The term “swing dance” is commonly used to refer either to a group of dances developing in response to swing music in the 1920s, 30s and 40s, or to the lindy hop, a popular partner dance today. Swing dancing has a strong tradition of social and competitive boogie woogie and acrobatic rock and roll. Lindy Hop eventually evolved into many variations of swing dance. Some of these variations include the West Coast Swing, Jive and the Boogie Woogie. While not technically a “swing dance”, Blues is historically/culturally related to Swing and remains very popular in many swing dance communities. “Learning to Swing Dance is easy and fun if you have the right instructors.
Learning to Swing Dance is easy and fun if you have the right instructors and trainers.
Swing dancing is all about personal expression and style. The Swing dance reflects the culmination of many different factors, influences and mutations. Swing dancing is a fun, wonderful exercise, and a great way to make new friends. In Swing dancing you can learn how to interpret swing music with your body. The Swing dance is characterized by an emphasis on improvisation and the ability to easily adapt to steps from other 8-count and 6-count Swing styles.

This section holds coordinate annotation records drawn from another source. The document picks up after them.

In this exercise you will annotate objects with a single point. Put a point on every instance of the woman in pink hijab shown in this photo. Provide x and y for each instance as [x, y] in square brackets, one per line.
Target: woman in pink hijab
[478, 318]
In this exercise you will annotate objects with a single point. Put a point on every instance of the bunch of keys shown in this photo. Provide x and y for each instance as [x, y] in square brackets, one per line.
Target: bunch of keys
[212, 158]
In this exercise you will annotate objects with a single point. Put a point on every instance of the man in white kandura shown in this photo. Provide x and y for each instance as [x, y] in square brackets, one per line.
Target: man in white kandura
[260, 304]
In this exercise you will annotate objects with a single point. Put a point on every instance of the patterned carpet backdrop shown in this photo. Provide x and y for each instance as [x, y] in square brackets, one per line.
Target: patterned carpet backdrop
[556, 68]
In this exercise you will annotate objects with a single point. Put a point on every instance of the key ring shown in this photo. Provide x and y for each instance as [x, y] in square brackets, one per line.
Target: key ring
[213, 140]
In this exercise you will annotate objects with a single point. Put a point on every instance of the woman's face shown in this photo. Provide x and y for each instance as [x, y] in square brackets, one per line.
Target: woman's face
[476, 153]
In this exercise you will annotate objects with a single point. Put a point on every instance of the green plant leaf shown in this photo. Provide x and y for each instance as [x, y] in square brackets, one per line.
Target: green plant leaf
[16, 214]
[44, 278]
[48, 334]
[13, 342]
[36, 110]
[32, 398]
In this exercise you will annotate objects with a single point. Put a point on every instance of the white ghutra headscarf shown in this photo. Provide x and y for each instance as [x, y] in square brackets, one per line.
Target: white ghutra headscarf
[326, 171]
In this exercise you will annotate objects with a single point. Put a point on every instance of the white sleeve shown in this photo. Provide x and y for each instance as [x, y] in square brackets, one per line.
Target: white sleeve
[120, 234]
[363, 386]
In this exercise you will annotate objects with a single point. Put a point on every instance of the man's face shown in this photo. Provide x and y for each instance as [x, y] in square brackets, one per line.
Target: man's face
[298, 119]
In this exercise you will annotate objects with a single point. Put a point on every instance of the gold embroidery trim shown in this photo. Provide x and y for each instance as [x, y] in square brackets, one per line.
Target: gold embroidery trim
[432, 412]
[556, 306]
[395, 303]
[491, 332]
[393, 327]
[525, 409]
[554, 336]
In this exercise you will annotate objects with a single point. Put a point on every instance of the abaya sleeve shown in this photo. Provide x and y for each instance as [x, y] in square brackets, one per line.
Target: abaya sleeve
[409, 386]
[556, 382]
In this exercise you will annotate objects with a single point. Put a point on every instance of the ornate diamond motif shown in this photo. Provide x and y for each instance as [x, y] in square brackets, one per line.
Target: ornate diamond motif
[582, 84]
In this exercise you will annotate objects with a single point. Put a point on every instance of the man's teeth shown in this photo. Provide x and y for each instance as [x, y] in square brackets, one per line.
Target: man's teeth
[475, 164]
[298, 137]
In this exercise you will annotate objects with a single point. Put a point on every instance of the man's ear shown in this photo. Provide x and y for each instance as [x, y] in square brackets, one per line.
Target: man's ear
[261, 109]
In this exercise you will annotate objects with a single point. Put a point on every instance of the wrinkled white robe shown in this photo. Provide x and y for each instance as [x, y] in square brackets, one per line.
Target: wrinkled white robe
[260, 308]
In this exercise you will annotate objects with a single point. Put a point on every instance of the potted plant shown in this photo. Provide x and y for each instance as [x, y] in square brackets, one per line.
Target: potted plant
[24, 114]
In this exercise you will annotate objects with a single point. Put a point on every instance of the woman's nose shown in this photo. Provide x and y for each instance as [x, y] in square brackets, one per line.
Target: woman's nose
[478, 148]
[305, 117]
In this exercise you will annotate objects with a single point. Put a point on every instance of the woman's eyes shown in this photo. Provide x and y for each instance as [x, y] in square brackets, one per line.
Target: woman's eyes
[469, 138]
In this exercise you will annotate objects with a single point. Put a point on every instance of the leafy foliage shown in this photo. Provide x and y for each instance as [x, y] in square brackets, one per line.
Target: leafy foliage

The Lindy Hop is a type of Swing dance that has become very popular and fun. The Lindy Hop evolved into West Coast Swing during the 60’s and 70’s and changed as the music changed. This style of swing has many related dances that are an essential part of your swing vocabulary including Balboa, Bal-Swing, Collegiate Shag, Shadow/Tandem Charleston, Front Charleston, and the 20’s
Charleston. Believe it or not the Lindy Hop is a street dance, in that it’s ever changing, done mostly socially, and is open to lots of inspiration and new steps. The Lindy Hop is defined by the music, and the music defines the Lindy Hop. This style of swing is best thought of as a creative, energetic and free-spirited.
Swinging jazz developed from Dixieland jazz, and traveled north with black dancers during the Great Migration. Dancers were often familiar with a wide range of popular and traditional dances. Dancers soon incorporated tap and jazz steps into their dancing. Many swing dancers today argue that it is important to dance many styles of partner dance to improve technique, but also to reflect the historical relationship between these dances in the swing era of the 1920s and 1930s. I recommend that you learn the basics, practice until you don’t have to think to follow the beat, watch other dancers of different skill levels, take different classes, attend workshops, dance with different partners and, above all, have a good time.
Swing dancing is characterized by an emphasis on improvisation and the ability to easily adapt to include steps from other 8-count and 6-count Swing styles. These slow rhythmic steps were always accompanied by a single quick, quick rhythm. There is no absolute “right” way to perform steps and patterns. The rock step in ballroom swing often resembles more of a “Latin” style rock step. The footwork consists of smooth and continuous floor contact, sliding and gliding-type steps (versus hopping and jumping-type steps), and there are no aerials.